Когда я вошла, он, должно быть, как раз их намыливал. Я всегда старалась по возможности избегать встреч с ним – из-за его улыбки. Казалось, он прекрасно осведомлен о моих отношениях с Пи-Джеем. Я поднялась по аварийной лестнице, выход с нее на нашем этаже – рядом с моим кабинетом и довольно далеко от кабинета Пи-Джея, а я не хотела привлекать его внимание.
Я снимаю пальто, причесываюсь, поправляю макияж. Не стоит выглядеть изможденной, даже если никто не знает, что будет утром. Подкрашиваю глаза. Я восхищаюсь собой, своим отражением в пудренице.
Я выгляжу победительницей.
4
Поездка по Сан-Франциско с агентом Броди за рулем и агентом Эмметом на заднем сиденье дает мне представление о преимуществах государственной службы. Мигалка на крыше их темно-синего седана вспыхивает красным светом, точно они только что выиграли «джек-пот», и расчищает путь даже на самых забитых перекрестках. Мигалку прикрепили к крыше магнитом ради меня, потому что я сказала, как много для меня значит стать выше закона.
– Вы лишили меня обеденного перерыва, так что, по крайней мере, можете устроить эту шутку с сиреной, и поехали к Койт-Тауэр.
Агент Эммет пожимает плечами. Броди качает головой, но спидометр – вот истинное мерило его удовольствия от такой езды.
– Расскажите нам, что вы знаете о крови.
– Вы имеете в виду о тромбоцитах, гемоглобине… Здесь налево… Серповидно-клеточной анемии?
– Начнем с простого. Вам нравится кровь?
Машина мягко выезжает с Норт-Бича.
– Это все равно что спрашивать, нравится ли мне воздух.
– Некоторые боятся крови, Глория, бледнеют от ее вида.
Агент Броди не смотрит на меня – он не может отвлекаться, потому что машина мигает красным светом, и ему позволено смело проезжать, где пожелает, никаких светофоров и запретительных знаков, никаких обычных ограничений.
– Должно быть, вы имеете в виду таких, как Перри Нэш.
Броди бросает на меня взгляд.
– Перри Нэш боится крови.
Снова взгляд, машина сворачивает налево и, пересекая желтые линии, выезжает на тротуар.
– Я видела, как он побледнел от вида крови.

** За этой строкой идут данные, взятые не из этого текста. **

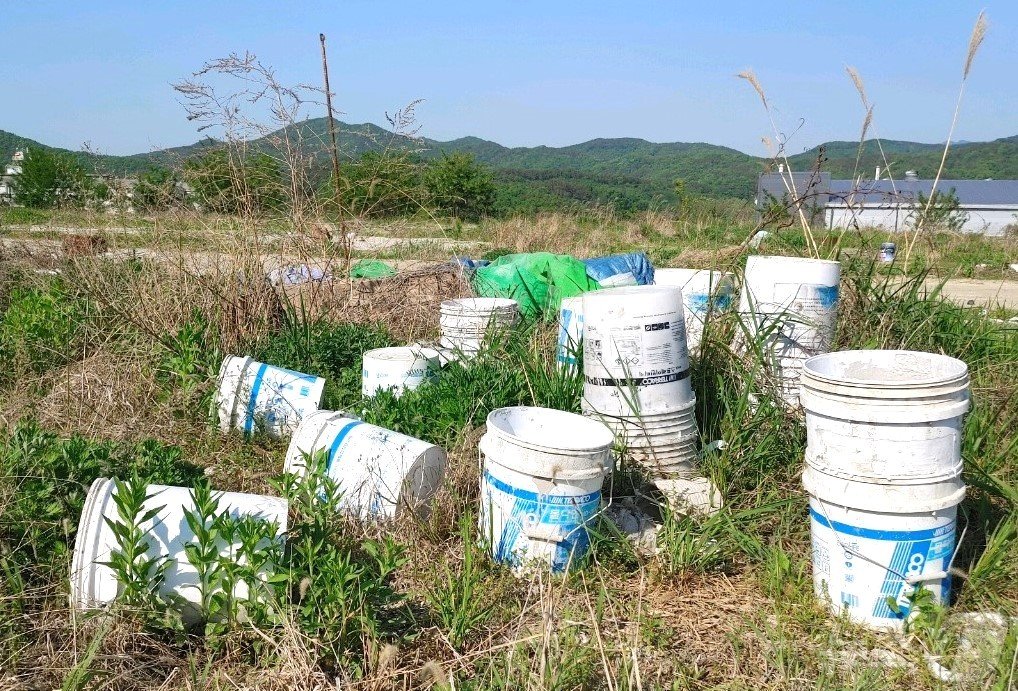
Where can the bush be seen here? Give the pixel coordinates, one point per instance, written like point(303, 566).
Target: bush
point(50, 179)
point(380, 184)
point(228, 182)
point(37, 330)
point(460, 186)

Бампер задевает знак парковки.
– Кажется, вы едете по тротуару.
Агенты ФБР не выносят, когда их одергивают, еще больше, чем журналисты, так что я хорошо знаю, как можно отвлечь их от бесконечной череды вопросов. Честность – лучшая политика при расследовании: успех допроса зависит от того, удастся ли поймать подозреваемого на несоответствии, увертках, тогда как правда не всегда может быть простой и одномерной (например, свет – это и волны, и частицы), она многообразнее лжи.
– Так вы знаете о Перри Нэше? – произносит Броди, разворачивает машину под запрещающим знаком, снова вливается в общий поток, направляясь к Койт-Тауэр.
– Но вы ведь тоже знаете. Значит, это не такой уж большой секрет.
– Вы ввели нас в заблуждение, вы не сказали нам об этом, когда мы его заподозрили.
– Но вы не спрашивали. Я не могу проводить допросы вместо вас, у меня нет на это полномочий. Мне и своей работы хватает.
Понемногу в моем окне вырисовывается белокаменная Койт-Тауэр, мы подъезжаем к ее основанию.